Unlike Texas A & M, which hired Kevin Sumlin as coach only 9 days after firing Mike Sherman this month, the Penn State way apparently is to take things slow and steady, and to get it right rather than to get it done fast. That is reasonable enough, considering that the school hasn't had to select a head football coach since Paterno replaced Rip Engle after the 1965 season.

"We're about exactly where I wanted to be at this point in time," said Joyner, who has been in his new job about a month since replacing Tim Curley, another casualty of the Sandusky fallout.

"We may be conducting our search a little different than other people. I'm not saying they're not, but we're being very methodical and precise about what we're doing and who we're talking to.

"I wouldn't call [the process] challenging. You have to look at what's out there, who's available and what their backgrounds are. There are lots of people that have focus [a dedication to sustained success by players in the classroom as well as on the football field] on life. We don't have a lack of people to look at."
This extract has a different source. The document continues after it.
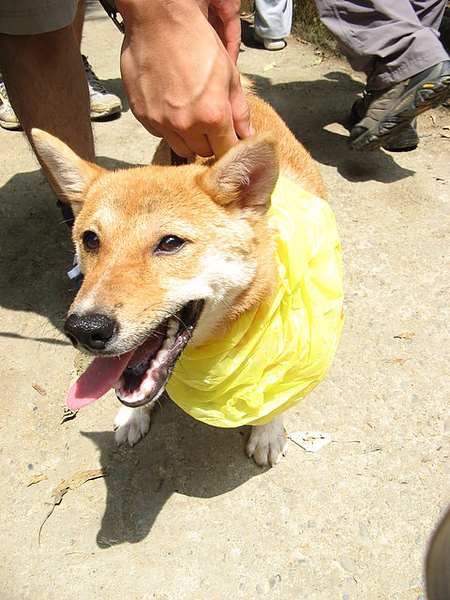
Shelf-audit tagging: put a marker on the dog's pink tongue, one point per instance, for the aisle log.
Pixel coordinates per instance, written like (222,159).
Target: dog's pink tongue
(98,378)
Jimmy Shapiro, a sports publicist for Props PR, yesterday gave 3-1 odds against Penn State's announcing its new head coach before the TicketCity Bowl.

In an interview with USA Today, new Penn State president Rodney Erickson said the three qualities the search committee wants in a coach are integrity, dedication to academics, and an ability to win football games.

Penn State is justifiably proud of the work done by its football players in the classroom, and Joyner said he expects that to continue to be the case with a new coach. The American Football Coaches Association yesterday recognized Penn State for having a graduation rate of 75 percent (over a 6-year period) for the 21st time in 25 years. That mark is tied for third with Rice among all Football Bowl Subdivision schools, and trails only Notre Dame and Virginia, each with 22.

"It means everything," Joyner said of Penn State's high graduation rate for student-athletes. "It shows that the 'Grand Experiment' that involves everybody here is working, and that you can participate in high-level, national-caliber athletics and still maintain the excellent focus on your academic life."

Interestingly, Joyner's remarks made no reference either to Paterno, who long ago coined the "Grand Experiment" phrase to describe what has become Penn State's vision of itself, or to Sandusky, the former defensive coordinator whose arrest has stained the school's "success with honor" mantra.

Joyner said there is no reason why the football program can't excel both on and off the field.

"I want to continue our focus, and so does the president, on the integration of the proper balance between athletics and academics, as demonstrated by our successes over the years," Joyner said. "My goal is not to change anything specifically about how we approach academics and athletics, but to continue to emphasize what we've always done in the past."

Still the one

Fifth-year senior defensive tackle Devon Still continued to add to his boatload of honors with yesterday's announcement that he was a first-team All-America selection by The Sporting News.

Still, a 6-5, 310-pounder from Wilmington, Del., by way of his native Camden, previously had been named a first-team All-America by the Associated Press, Walter Camp Football Foundation, Football Writers Association of America, ESPN.com, CBSsports.com, SI.com, FoxSportsNet.com/Scout.com, Pro Football Weekly and Yahoo Sports.

He also was named the Big Ten Conference's Smith-Brown Defensive Lineman of the Year and Nagurski-Woodson Defensive Player of the Year, in addition to being a finalist for the Chuck Bednarik Award, Bronko Nagurski Trophy and Outland Trophy.